Guyana Table of Contents
The third major goal of the ERP was to eliminate internal and external payments imbalances. In other words, the government was seeking to eliminate the public sector deficit on the one hand and the current account deficit on the other. The public sector deficit--the gap between government revenues and overall government spending--had reached 52 percent of GDP by 1986. This level was unsustainable and was an alarming increase over earlier deficits: an average of 12 percent of GDP during 1975-80 and an average of 2 percent of GDP during 1971-75.
The government attacked the public sector deficit in a straightforward manner: it cut spending and sought to enhance revenues. The government halted all monetary transfers to troubled state-owned enterprises (with the exception of the Guyana Electricity Corporation). As a longer-term measure, the government began studying the public enterprises--the heart of the statist economy--to determine which ones should be privatized (wholly or partially) and which ones should be closed. By 1990 the government had plans to allow significant privatization of the sugar and bauxite industries. In addition, the central government planned to limit expenditures by delaying salary increases and eliminating unnecessary civil service positions. Such fiscal austerity was useful to the economy. Still, the need to service the foreign debt limited the extent to which the government could cut back on spending; the government slated half of 1989 expenditures for interest payments.

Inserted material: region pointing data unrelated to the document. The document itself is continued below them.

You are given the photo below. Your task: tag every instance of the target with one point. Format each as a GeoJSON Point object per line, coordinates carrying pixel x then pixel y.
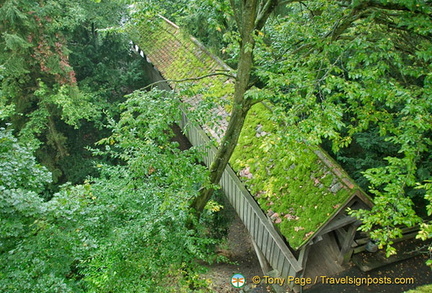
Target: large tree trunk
{"type": "Point", "coordinates": [241, 106]}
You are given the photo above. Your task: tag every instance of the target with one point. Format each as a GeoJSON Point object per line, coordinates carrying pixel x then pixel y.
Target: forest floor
{"type": "Point", "coordinates": [238, 248]}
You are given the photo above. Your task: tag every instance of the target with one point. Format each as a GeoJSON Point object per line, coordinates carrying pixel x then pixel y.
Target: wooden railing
{"type": "Point", "coordinates": [262, 231]}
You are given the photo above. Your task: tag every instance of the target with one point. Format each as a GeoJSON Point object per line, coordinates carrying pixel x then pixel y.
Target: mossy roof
{"type": "Point", "coordinates": [178, 56]}
{"type": "Point", "coordinates": [300, 187]}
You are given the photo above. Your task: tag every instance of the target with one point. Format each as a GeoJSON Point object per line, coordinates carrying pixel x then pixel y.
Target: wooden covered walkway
{"type": "Point", "coordinates": [172, 55]}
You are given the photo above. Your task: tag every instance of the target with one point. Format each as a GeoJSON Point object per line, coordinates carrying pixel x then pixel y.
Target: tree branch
{"type": "Point", "coordinates": [189, 79]}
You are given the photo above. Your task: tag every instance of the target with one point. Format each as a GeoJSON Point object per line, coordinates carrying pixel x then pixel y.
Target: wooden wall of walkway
{"type": "Point", "coordinates": [259, 226]}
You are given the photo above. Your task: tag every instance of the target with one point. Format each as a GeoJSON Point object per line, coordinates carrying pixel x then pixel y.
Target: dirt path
{"type": "Point", "coordinates": [239, 250]}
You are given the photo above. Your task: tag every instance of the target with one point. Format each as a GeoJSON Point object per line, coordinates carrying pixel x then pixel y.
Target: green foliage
{"type": "Point", "coordinates": [299, 193]}
{"type": "Point", "coordinates": [358, 74]}
{"type": "Point", "coordinates": [123, 231]}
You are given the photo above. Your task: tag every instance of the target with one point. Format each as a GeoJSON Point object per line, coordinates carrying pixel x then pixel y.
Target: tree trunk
{"type": "Point", "coordinates": [241, 105]}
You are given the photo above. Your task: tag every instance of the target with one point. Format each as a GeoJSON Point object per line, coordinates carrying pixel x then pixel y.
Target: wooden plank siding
{"type": "Point", "coordinates": [259, 226]}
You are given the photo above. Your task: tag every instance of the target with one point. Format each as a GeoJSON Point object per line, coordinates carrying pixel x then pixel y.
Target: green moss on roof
{"type": "Point", "coordinates": [291, 181]}
{"type": "Point", "coordinates": [175, 54]}
{"type": "Point", "coordinates": [296, 189]}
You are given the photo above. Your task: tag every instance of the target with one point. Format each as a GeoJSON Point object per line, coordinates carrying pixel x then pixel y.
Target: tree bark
{"type": "Point", "coordinates": [241, 105]}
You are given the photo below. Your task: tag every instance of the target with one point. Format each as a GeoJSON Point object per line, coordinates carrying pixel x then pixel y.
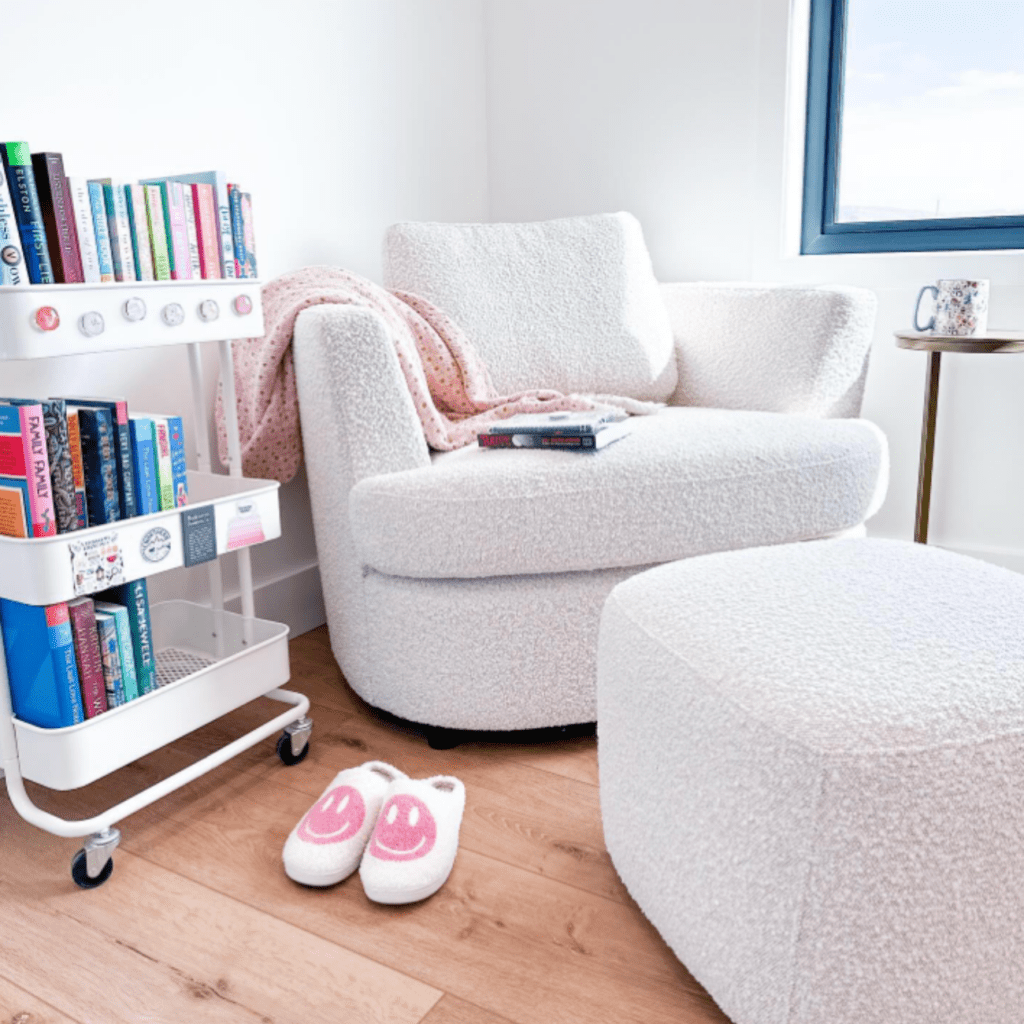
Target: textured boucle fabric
{"type": "Point", "coordinates": [811, 761]}
{"type": "Point", "coordinates": [771, 347]}
{"type": "Point", "coordinates": [683, 482]}
{"type": "Point", "coordinates": [570, 304]}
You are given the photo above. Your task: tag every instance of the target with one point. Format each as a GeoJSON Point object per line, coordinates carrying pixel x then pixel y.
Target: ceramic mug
{"type": "Point", "coordinates": [961, 308]}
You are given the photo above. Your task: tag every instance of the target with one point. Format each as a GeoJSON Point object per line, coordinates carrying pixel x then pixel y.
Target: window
{"type": "Point", "coordinates": [914, 126]}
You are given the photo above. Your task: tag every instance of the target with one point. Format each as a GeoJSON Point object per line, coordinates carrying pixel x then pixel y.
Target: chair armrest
{"type": "Point", "coordinates": [771, 347]}
{"type": "Point", "coordinates": [357, 414]}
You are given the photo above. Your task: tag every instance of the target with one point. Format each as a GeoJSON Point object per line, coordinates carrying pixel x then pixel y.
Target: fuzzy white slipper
{"type": "Point", "coordinates": [412, 850]}
{"type": "Point", "coordinates": [326, 846]}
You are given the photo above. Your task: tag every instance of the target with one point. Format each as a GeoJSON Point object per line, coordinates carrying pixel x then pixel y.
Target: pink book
{"type": "Point", "coordinates": [207, 229]}
{"type": "Point", "coordinates": [90, 662]}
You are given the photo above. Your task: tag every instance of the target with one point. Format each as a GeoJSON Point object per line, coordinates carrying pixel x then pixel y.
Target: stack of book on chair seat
{"type": "Point", "coordinates": [573, 431]}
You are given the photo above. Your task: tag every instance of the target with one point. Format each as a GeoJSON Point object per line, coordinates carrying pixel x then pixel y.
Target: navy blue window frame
{"type": "Point", "coordinates": [821, 232]}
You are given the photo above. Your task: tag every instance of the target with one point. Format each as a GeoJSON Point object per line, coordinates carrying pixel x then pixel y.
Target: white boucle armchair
{"type": "Point", "coordinates": [463, 589]}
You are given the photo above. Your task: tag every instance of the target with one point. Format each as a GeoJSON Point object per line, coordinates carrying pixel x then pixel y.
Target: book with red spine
{"type": "Point", "coordinates": [90, 660]}
{"type": "Point", "coordinates": [58, 217]}
{"type": "Point", "coordinates": [207, 230]}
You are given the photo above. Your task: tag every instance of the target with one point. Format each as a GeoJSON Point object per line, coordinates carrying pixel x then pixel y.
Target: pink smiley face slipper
{"type": "Point", "coordinates": [412, 850]}
{"type": "Point", "coordinates": [326, 846]}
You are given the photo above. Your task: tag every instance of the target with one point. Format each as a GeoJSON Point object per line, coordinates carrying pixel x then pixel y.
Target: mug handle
{"type": "Point", "coordinates": [916, 309]}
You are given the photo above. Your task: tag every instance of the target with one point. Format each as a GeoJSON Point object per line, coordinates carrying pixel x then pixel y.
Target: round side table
{"type": "Point", "coordinates": [935, 345]}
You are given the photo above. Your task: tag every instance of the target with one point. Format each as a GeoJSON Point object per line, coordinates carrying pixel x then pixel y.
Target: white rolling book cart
{"type": "Point", "coordinates": [209, 660]}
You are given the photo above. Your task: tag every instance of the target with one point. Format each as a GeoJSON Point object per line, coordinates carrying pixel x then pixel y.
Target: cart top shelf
{"type": "Point", "coordinates": [39, 322]}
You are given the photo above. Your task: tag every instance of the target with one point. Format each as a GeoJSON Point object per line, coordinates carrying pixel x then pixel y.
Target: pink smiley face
{"type": "Point", "coordinates": [336, 816]}
{"type": "Point", "coordinates": [406, 829]}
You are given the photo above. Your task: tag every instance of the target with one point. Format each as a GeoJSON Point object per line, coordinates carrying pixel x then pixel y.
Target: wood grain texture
{"type": "Point", "coordinates": [200, 922]}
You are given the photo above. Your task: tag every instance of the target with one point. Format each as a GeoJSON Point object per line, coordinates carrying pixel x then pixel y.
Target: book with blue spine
{"type": "Point", "coordinates": [22, 181]}
{"type": "Point", "coordinates": [126, 649]}
{"type": "Point", "coordinates": [12, 269]}
{"type": "Point", "coordinates": [118, 409]}
{"type": "Point", "coordinates": [144, 461]}
{"type": "Point", "coordinates": [135, 597]}
{"type": "Point", "coordinates": [101, 230]}
{"type": "Point", "coordinates": [100, 464]}
{"type": "Point", "coordinates": [41, 669]}
{"type": "Point", "coordinates": [107, 632]}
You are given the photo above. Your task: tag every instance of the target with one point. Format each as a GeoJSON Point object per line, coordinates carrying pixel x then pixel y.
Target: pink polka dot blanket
{"type": "Point", "coordinates": [446, 378]}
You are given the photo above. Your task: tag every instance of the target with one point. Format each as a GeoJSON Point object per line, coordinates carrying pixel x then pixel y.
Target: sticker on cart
{"type": "Point", "coordinates": [96, 563]}
{"type": "Point", "coordinates": [199, 535]}
{"type": "Point", "coordinates": [245, 526]}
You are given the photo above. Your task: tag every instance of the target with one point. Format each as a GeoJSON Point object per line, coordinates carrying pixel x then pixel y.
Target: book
{"type": "Point", "coordinates": [12, 268]}
{"type": "Point", "coordinates": [249, 232]}
{"type": "Point", "coordinates": [100, 464]}
{"type": "Point", "coordinates": [134, 596]}
{"type": "Point", "coordinates": [17, 165]}
{"type": "Point", "coordinates": [58, 455]}
{"type": "Point", "coordinates": [207, 230]}
{"type": "Point", "coordinates": [586, 441]}
{"type": "Point", "coordinates": [81, 206]}
{"type": "Point", "coordinates": [41, 669]}
{"type": "Point", "coordinates": [54, 201]}
{"type": "Point", "coordinates": [23, 437]}
{"type": "Point", "coordinates": [144, 462]}
{"type": "Point", "coordinates": [158, 232]}
{"type": "Point", "coordinates": [87, 655]}
{"type": "Point", "coordinates": [78, 468]}
{"type": "Point", "coordinates": [104, 254]}
{"type": "Point", "coordinates": [123, 452]}
{"type": "Point", "coordinates": [107, 634]}
{"type": "Point", "coordinates": [190, 231]}
{"type": "Point", "coordinates": [175, 227]}
{"type": "Point", "coordinates": [138, 225]}
{"type": "Point", "coordinates": [126, 651]}
{"type": "Point", "coordinates": [119, 228]}
{"type": "Point", "coordinates": [219, 184]}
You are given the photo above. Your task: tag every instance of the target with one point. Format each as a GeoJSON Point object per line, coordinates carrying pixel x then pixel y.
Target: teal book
{"type": "Point", "coordinates": [126, 649]}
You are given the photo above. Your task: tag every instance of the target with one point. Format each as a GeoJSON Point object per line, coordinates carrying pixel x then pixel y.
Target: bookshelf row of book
{"type": "Point", "coordinates": [70, 464]}
{"type": "Point", "coordinates": [60, 229]}
{"type": "Point", "coordinates": [77, 659]}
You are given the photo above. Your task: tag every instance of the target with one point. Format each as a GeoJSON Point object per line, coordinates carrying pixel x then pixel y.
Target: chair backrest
{"type": "Point", "coordinates": [570, 304]}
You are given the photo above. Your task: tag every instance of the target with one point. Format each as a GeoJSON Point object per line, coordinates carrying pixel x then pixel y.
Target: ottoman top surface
{"type": "Point", "coordinates": [859, 645]}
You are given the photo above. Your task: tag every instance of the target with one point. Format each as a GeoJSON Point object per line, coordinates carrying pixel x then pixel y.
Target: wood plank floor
{"type": "Point", "coordinates": [199, 921]}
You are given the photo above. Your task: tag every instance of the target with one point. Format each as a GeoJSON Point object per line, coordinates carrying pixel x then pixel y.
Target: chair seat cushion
{"type": "Point", "coordinates": [684, 481]}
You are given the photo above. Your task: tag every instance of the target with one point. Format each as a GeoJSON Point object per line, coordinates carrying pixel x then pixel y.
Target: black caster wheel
{"type": "Point", "coordinates": [285, 751]}
{"type": "Point", "coordinates": [81, 876]}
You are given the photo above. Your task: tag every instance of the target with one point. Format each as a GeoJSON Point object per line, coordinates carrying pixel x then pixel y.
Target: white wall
{"type": "Point", "coordinates": [340, 117]}
{"type": "Point", "coordinates": [677, 111]}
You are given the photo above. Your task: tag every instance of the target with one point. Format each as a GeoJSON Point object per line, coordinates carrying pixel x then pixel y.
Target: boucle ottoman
{"type": "Point", "coordinates": [812, 778]}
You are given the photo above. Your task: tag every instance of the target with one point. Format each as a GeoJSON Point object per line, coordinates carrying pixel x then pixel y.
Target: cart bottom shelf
{"type": "Point", "coordinates": [208, 664]}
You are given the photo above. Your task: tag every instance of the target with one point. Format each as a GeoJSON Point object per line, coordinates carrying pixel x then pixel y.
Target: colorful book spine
{"type": "Point", "coordinates": [107, 634]}
{"type": "Point", "coordinates": [249, 233]}
{"type": "Point", "coordinates": [135, 598]}
{"type": "Point", "coordinates": [207, 230]}
{"type": "Point", "coordinates": [165, 474]}
{"type": "Point", "coordinates": [100, 462]}
{"type": "Point", "coordinates": [90, 660]}
{"type": "Point", "coordinates": [17, 164]}
{"type": "Point", "coordinates": [58, 217]}
{"type": "Point", "coordinates": [78, 468]}
{"type": "Point", "coordinates": [219, 183]}
{"type": "Point", "coordinates": [126, 651]}
{"type": "Point", "coordinates": [158, 232]}
{"type": "Point", "coordinates": [41, 670]}
{"type": "Point", "coordinates": [119, 228]}
{"type": "Point", "coordinates": [139, 227]}
{"type": "Point", "coordinates": [144, 461]}
{"type": "Point", "coordinates": [81, 206]}
{"type": "Point", "coordinates": [12, 269]}
{"type": "Point", "coordinates": [99, 229]}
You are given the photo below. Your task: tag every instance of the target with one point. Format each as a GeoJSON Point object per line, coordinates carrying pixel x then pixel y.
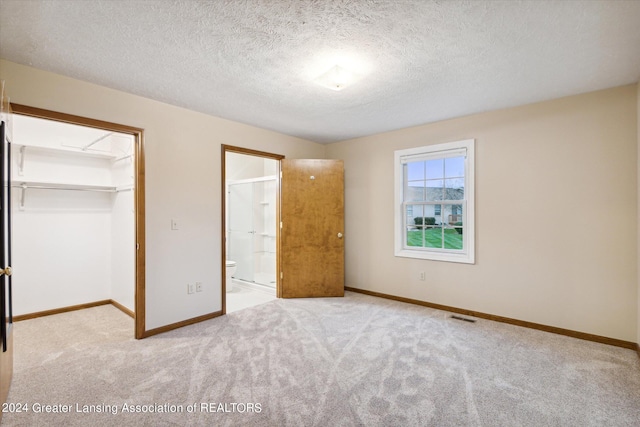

The government attempted to raise revenues by absorbing the parallel economy to broaden the tax base, by improving the collection of the consumption tax, and by reducing import duty exemptions. Starting in 1988, the government required companies to pay taxes on earnings from the current year, rather than the previous year. This set of expenditure and revenue policies produced measurable results but failed to eliminate the serious financial difficulties facing the government.